A study employing a new-user design and data from the Osteoarthritis Initiative concluded that short-term use of prescription NSAIDs (such as naproxen, celecoxib, and meloxicam) had no clinical effect in more than 1,800 patients with radiographically confirmed knee osteoarthritis. Long-term use (defined as NSAID use reported at three consecutive annual assessments) was associated with clinically important but not statistically significant improvements in stiffness and function (per WOMAC scales), but not pain. Notably, the rate of NSAID use at all three annual assessments was very low, and the authors concluded that the common discontinuation of NSAID use suggested in this study “call[s] for further understanding of the extent to which potential side effects [of NSAIDs] can be mitigated with gastroprotective agents.”

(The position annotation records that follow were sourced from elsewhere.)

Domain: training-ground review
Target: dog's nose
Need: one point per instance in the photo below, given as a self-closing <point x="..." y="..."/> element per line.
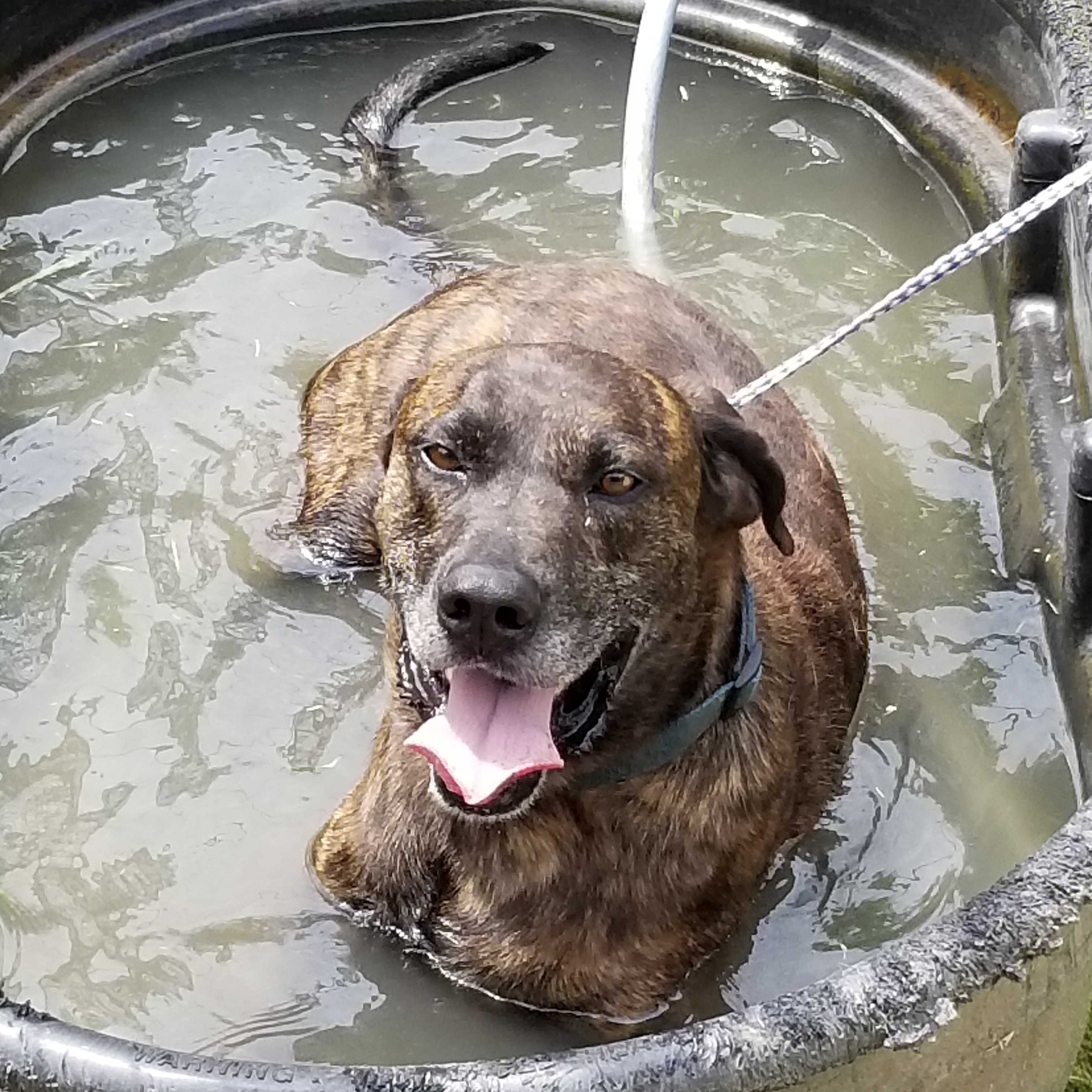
<point x="488" y="607"/>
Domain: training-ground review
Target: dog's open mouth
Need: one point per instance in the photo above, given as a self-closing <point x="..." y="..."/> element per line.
<point x="490" y="743"/>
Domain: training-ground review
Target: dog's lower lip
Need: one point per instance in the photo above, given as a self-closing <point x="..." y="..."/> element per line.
<point x="509" y="800"/>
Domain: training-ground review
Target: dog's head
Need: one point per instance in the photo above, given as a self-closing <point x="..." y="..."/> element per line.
<point x="545" y="509"/>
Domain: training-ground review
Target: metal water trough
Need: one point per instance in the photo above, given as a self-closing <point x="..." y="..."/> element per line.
<point x="994" y="996"/>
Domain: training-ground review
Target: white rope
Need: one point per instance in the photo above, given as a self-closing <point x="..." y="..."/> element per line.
<point x="956" y="258"/>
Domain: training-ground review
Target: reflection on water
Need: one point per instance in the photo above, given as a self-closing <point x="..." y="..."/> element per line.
<point x="177" y="717"/>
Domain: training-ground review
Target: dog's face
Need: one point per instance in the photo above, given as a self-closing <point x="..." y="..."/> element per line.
<point x="543" y="512"/>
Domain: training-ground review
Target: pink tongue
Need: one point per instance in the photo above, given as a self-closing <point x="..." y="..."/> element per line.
<point x="489" y="734"/>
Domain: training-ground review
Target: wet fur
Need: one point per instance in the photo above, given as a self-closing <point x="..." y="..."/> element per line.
<point x="598" y="900"/>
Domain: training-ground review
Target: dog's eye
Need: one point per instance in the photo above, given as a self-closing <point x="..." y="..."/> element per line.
<point x="442" y="458"/>
<point x="618" y="483"/>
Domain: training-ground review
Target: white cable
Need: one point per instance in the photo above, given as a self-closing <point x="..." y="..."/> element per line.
<point x="639" y="133"/>
<point x="967" y="252"/>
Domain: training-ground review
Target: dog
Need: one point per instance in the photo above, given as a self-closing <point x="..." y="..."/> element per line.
<point x="627" y="637"/>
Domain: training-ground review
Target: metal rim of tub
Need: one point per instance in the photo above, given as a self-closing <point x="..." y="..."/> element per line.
<point x="900" y="996"/>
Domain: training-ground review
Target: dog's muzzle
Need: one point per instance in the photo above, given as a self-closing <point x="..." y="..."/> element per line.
<point x="577" y="720"/>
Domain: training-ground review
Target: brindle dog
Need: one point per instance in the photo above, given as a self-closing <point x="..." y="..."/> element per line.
<point x="574" y="529"/>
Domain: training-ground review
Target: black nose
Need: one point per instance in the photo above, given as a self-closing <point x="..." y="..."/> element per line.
<point x="489" y="607"/>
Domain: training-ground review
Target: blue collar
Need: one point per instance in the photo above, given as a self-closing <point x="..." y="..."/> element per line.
<point x="683" y="733"/>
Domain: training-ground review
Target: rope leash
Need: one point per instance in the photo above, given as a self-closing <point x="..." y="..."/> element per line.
<point x="967" y="252"/>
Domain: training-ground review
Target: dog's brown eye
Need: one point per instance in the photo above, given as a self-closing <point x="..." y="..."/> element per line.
<point x="442" y="458"/>
<point x="618" y="483"/>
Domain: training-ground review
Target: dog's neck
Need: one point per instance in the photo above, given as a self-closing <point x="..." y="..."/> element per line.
<point x="679" y="735"/>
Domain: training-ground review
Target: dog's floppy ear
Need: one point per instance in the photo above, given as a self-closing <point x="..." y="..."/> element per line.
<point x="741" y="479"/>
<point x="346" y="470"/>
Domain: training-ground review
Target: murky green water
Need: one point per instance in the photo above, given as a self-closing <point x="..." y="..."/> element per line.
<point x="176" y="720"/>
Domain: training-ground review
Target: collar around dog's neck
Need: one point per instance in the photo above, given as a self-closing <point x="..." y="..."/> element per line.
<point x="684" y="732"/>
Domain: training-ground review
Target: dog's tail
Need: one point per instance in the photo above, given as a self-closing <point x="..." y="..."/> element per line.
<point x="373" y="121"/>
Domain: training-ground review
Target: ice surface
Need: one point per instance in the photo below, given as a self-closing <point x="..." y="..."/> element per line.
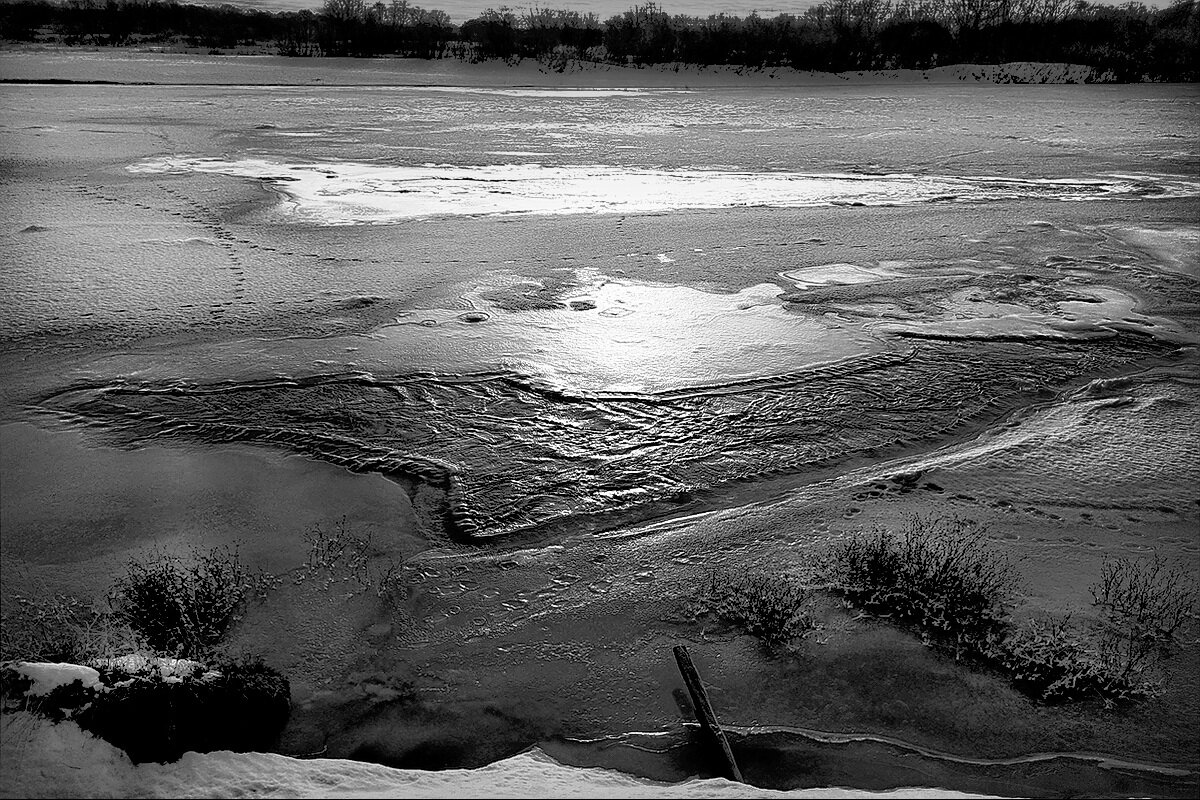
<point x="45" y="761"/>
<point x="349" y="193"/>
<point x="48" y="677"/>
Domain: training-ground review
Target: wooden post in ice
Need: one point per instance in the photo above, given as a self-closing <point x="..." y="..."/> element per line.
<point x="705" y="714"/>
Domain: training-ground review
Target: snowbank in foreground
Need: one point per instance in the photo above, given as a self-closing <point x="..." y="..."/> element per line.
<point x="40" y="759"/>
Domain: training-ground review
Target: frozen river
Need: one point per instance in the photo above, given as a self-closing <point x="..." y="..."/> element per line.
<point x="564" y="352"/>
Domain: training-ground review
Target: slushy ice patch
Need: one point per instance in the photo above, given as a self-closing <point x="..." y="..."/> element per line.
<point x="509" y="456"/>
<point x="347" y="193"/>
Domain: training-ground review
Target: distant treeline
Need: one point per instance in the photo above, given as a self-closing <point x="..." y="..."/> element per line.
<point x="1132" y="42"/>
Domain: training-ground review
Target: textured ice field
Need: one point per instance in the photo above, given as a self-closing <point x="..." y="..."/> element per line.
<point x="567" y="353"/>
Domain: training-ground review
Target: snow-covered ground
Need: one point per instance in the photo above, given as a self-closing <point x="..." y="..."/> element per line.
<point x="41" y="759"/>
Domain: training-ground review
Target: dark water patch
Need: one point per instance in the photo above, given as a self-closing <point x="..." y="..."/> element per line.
<point x="516" y="457"/>
<point x="797" y="758"/>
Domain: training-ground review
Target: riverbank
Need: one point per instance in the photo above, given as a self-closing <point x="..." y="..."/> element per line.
<point x="39" y="64"/>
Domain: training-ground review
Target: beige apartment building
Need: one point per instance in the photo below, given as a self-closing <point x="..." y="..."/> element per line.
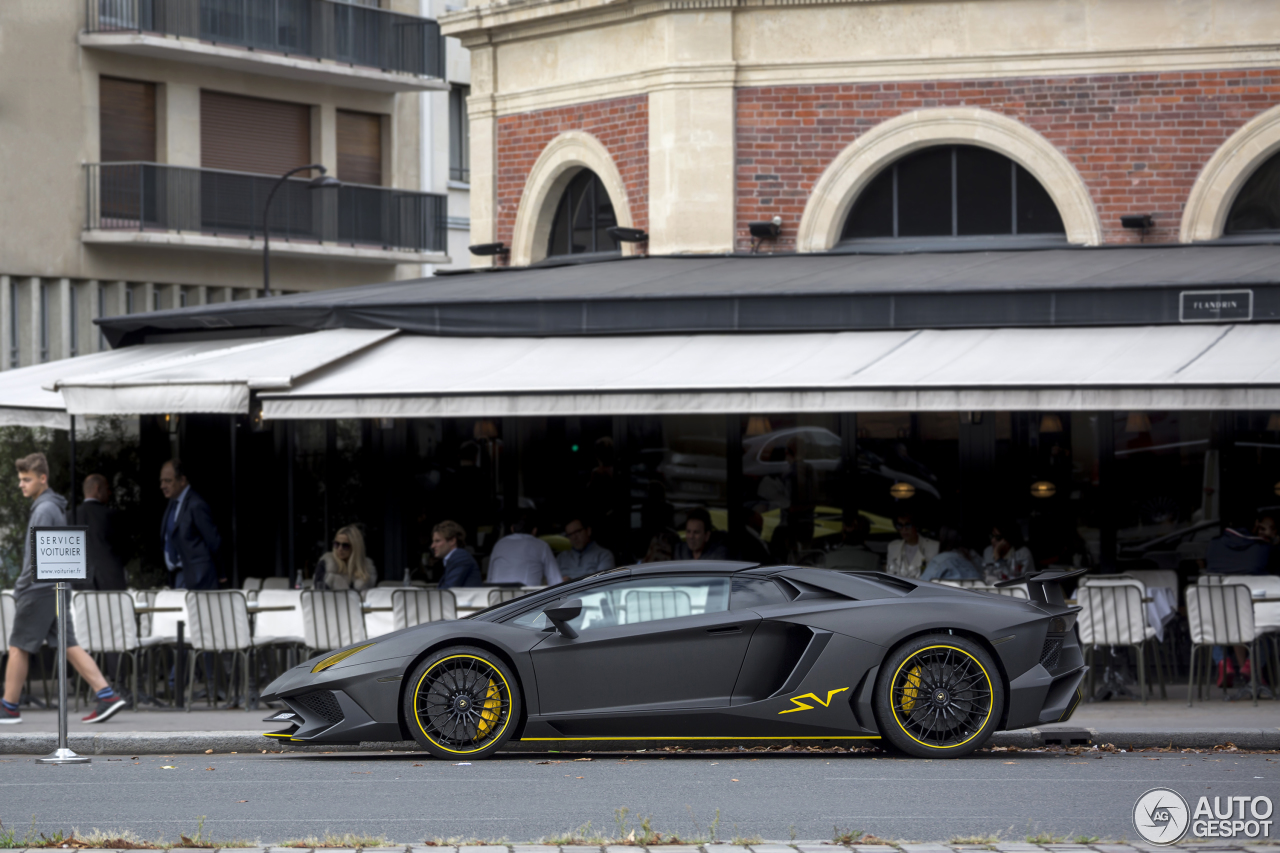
<point x="141" y="140"/>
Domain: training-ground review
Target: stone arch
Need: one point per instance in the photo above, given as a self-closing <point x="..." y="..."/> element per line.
<point x="563" y="158"/>
<point x="856" y="165"/>
<point x="1221" y="178"/>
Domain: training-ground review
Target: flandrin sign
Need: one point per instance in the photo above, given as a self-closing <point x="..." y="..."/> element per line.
<point x="1215" y="306"/>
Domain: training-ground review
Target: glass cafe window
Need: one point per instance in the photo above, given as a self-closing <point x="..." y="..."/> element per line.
<point x="1257" y="205"/>
<point x="583" y="218"/>
<point x="1166" y="471"/>
<point x="952" y="191"/>
<point x="794" y="474"/>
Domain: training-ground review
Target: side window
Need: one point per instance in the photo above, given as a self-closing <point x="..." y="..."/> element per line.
<point x="755" y="592"/>
<point x="643" y="600"/>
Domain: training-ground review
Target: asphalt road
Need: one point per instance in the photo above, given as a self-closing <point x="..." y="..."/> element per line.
<point x="411" y="798"/>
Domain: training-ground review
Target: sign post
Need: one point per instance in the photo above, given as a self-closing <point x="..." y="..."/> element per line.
<point x="60" y="556"/>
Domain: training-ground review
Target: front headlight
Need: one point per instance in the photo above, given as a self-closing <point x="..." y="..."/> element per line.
<point x="337" y="657"/>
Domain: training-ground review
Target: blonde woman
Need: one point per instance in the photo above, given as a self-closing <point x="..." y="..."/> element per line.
<point x="346" y="566"/>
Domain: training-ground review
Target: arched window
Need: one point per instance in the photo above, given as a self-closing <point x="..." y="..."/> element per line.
<point x="1257" y="205"/>
<point x="583" y="218"/>
<point x="952" y="191"/>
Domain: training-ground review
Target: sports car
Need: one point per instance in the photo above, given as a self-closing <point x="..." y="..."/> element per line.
<point x="704" y="652"/>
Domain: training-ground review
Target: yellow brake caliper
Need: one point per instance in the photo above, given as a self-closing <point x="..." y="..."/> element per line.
<point x="489" y="712"/>
<point x="912" y="690"/>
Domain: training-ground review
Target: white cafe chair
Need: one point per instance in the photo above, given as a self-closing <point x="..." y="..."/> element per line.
<point x="1112" y="612"/>
<point x="1219" y="615"/>
<point x="280" y="630"/>
<point x="1018" y="591"/>
<point x="105" y="623"/>
<point x="380" y="623"/>
<point x="504" y="594"/>
<point x="332" y="619"/>
<point x="218" y="623"/>
<point x="411" y="606"/>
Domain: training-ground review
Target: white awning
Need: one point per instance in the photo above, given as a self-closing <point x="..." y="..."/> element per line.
<point x="216" y="379"/>
<point x="27" y="395"/>
<point x="1166" y="366"/>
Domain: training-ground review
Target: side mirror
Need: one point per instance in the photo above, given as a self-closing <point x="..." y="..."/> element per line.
<point x="562" y="614"/>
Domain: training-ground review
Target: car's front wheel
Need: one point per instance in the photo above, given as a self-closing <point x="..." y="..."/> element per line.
<point x="938" y="696"/>
<point x="462" y="702"/>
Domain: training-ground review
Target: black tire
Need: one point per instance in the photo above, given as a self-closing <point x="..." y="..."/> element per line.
<point x="938" y="696"/>
<point x="462" y="702"/>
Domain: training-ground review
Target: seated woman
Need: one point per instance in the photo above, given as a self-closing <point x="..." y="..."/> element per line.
<point x="952" y="561"/>
<point x="346" y="566"/>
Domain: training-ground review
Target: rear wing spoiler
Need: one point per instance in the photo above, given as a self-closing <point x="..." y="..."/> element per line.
<point x="1045" y="587"/>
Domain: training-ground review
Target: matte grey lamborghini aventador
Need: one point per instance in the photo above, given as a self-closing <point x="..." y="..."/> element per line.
<point x="705" y="651"/>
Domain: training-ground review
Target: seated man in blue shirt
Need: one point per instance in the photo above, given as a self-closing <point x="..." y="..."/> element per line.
<point x="448" y="544"/>
<point x="584" y="556"/>
<point x="1238" y="552"/>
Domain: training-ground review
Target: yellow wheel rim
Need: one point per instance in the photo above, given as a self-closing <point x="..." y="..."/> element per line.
<point x="941" y="697"/>
<point x="462" y="703"/>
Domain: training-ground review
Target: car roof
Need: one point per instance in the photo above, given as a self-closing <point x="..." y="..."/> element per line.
<point x="685" y="566"/>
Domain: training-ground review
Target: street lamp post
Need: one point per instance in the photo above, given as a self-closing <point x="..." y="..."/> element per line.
<point x="320" y="182"/>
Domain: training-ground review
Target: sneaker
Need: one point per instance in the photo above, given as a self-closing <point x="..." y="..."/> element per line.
<point x="1225" y="673"/>
<point x="106" y="708"/>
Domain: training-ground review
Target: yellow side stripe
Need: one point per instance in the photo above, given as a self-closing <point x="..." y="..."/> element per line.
<point x="726" y="738"/>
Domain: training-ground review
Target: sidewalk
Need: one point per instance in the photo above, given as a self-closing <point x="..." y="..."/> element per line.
<point x="1121" y="723"/>
<point x="869" y="844"/>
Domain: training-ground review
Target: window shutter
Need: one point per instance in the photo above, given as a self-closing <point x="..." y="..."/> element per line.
<point x="252" y="135"/>
<point x="360" y="147"/>
<point x="127" y="121"/>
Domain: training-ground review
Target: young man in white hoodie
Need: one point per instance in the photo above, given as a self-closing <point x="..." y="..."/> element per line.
<point x="36" y="617"/>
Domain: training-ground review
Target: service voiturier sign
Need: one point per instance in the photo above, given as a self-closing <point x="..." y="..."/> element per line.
<point x="60" y="553"/>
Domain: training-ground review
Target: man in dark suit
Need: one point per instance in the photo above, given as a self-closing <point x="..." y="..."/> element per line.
<point x="187" y="532"/>
<point x="448" y="544"/>
<point x="106" y="539"/>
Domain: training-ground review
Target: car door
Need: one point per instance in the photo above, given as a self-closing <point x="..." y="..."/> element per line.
<point x="648" y="643"/>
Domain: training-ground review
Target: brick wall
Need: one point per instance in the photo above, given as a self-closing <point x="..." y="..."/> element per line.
<point x="1138" y="140"/>
<point x="620" y="124"/>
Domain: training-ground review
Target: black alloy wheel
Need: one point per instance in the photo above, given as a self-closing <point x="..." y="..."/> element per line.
<point x="462" y="702"/>
<point x="938" y="696"/>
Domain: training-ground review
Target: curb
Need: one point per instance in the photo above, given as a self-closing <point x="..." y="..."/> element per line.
<point x="136" y="743"/>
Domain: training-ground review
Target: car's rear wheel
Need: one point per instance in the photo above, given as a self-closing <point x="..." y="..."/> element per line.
<point x="462" y="702"/>
<point x="938" y="696"/>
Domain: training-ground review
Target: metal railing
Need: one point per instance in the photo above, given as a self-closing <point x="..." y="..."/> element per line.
<point x="316" y="28"/>
<point x="150" y="196"/>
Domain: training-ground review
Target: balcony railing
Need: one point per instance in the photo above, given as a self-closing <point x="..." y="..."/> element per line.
<point x="149" y="196"/>
<point x="315" y="28"/>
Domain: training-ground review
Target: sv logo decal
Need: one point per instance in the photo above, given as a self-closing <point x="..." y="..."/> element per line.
<point x="800" y="701"/>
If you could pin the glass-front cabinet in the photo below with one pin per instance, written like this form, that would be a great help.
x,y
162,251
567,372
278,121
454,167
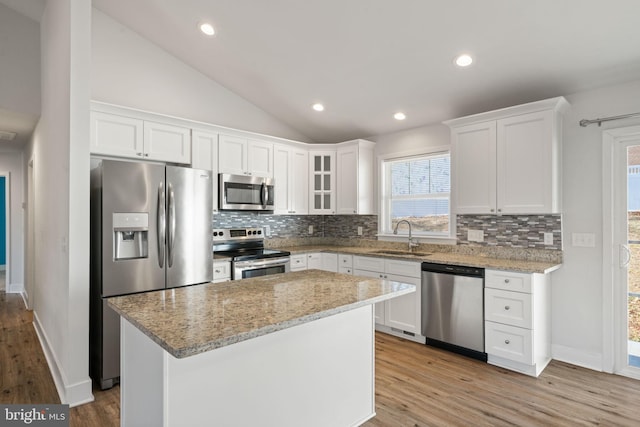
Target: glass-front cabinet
x,y
322,193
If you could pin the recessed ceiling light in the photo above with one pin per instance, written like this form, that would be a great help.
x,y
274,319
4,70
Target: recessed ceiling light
x,y
207,29
464,60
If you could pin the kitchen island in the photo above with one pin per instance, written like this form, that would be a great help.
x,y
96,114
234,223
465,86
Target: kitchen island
x,y
283,350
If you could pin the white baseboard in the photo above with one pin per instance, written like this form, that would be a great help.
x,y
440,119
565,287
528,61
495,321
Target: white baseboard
x,y
15,288
577,357
71,394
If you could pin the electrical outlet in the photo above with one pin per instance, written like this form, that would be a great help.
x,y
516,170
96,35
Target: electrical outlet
x,y
475,235
584,240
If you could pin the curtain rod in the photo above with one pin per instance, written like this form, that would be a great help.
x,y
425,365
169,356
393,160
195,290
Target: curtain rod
x,y
585,123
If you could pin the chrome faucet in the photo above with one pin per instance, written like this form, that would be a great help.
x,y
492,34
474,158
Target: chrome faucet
x,y
412,244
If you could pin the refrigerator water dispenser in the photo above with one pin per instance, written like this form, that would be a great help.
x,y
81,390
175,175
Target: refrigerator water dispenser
x,y
130,235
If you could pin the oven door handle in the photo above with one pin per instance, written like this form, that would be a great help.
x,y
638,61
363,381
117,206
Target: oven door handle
x,y
261,263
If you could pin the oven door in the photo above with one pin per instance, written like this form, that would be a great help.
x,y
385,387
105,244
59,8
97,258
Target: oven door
x,y
260,267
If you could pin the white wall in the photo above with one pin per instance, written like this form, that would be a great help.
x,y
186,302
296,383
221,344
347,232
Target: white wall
x,y
577,311
20,59
129,70
59,150
12,162
577,287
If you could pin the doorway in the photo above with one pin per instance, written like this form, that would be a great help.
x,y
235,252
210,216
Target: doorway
x,y
623,215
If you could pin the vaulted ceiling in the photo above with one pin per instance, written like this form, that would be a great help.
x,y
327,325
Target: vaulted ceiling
x,y
368,59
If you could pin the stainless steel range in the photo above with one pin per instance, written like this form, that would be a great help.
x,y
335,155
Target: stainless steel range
x,y
249,258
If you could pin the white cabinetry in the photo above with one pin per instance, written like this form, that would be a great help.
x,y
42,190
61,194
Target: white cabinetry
x,y
291,174
399,316
123,136
355,182
221,271
517,310
205,156
242,156
314,261
322,193
508,161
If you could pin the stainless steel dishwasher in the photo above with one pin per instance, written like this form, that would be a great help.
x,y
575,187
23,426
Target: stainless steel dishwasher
x,y
453,308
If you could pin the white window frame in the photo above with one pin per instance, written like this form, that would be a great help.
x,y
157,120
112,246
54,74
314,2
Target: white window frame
x,y
384,187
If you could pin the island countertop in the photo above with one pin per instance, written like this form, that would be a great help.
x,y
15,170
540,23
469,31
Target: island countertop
x,y
194,319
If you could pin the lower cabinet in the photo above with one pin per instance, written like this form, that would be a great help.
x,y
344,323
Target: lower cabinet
x,y
221,271
517,310
399,316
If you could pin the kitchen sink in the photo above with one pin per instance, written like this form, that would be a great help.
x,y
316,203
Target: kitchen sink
x,y
404,253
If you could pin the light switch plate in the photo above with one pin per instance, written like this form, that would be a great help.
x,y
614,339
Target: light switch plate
x,y
475,235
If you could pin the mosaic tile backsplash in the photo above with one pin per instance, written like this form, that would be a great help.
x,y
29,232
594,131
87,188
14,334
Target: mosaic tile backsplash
x,y
505,231
297,226
516,231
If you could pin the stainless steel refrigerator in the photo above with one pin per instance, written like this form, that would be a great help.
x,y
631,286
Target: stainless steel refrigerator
x,y
150,230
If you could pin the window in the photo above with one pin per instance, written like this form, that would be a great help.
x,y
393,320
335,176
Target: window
x,y
417,189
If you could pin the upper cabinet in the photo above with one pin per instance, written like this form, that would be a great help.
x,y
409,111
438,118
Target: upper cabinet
x,y
508,161
205,156
355,183
123,136
322,185
291,174
243,156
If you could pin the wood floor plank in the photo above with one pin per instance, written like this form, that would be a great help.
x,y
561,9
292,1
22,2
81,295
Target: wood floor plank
x,y
416,386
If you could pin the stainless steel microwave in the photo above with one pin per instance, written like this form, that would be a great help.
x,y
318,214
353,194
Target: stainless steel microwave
x,y
245,193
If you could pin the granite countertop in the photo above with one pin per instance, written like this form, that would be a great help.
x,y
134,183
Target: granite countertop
x,y
483,261
195,319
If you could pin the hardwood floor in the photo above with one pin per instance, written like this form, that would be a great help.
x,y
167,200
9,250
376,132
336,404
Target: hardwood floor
x,y
416,386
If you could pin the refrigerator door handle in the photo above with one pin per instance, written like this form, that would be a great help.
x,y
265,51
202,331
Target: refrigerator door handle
x,y
161,224
172,223
265,195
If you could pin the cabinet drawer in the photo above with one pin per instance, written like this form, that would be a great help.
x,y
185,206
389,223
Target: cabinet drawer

A meta-analysis of acetaminophen’s effectiveness (13 randomized trials with a total of 5,366 patients) found that the medication did not improve pain, disability, or quality of life for back-pain sufferers, and that its pain-relieving effects in people with knee or hip OA were statistically but not clinically significant. These findings led an editorialist commenting on the meta-analysis to conclude that “the time has come to shift our attention away from tablets as the default option for managing chronic musculoskeletal pain.” As alternatives, he recommended topical NSAIDs, physical therapy, and better coaching on patient self-management. The editorialist also emphasized that these findings should not prompt clinicians to increase prescriptions for opioids.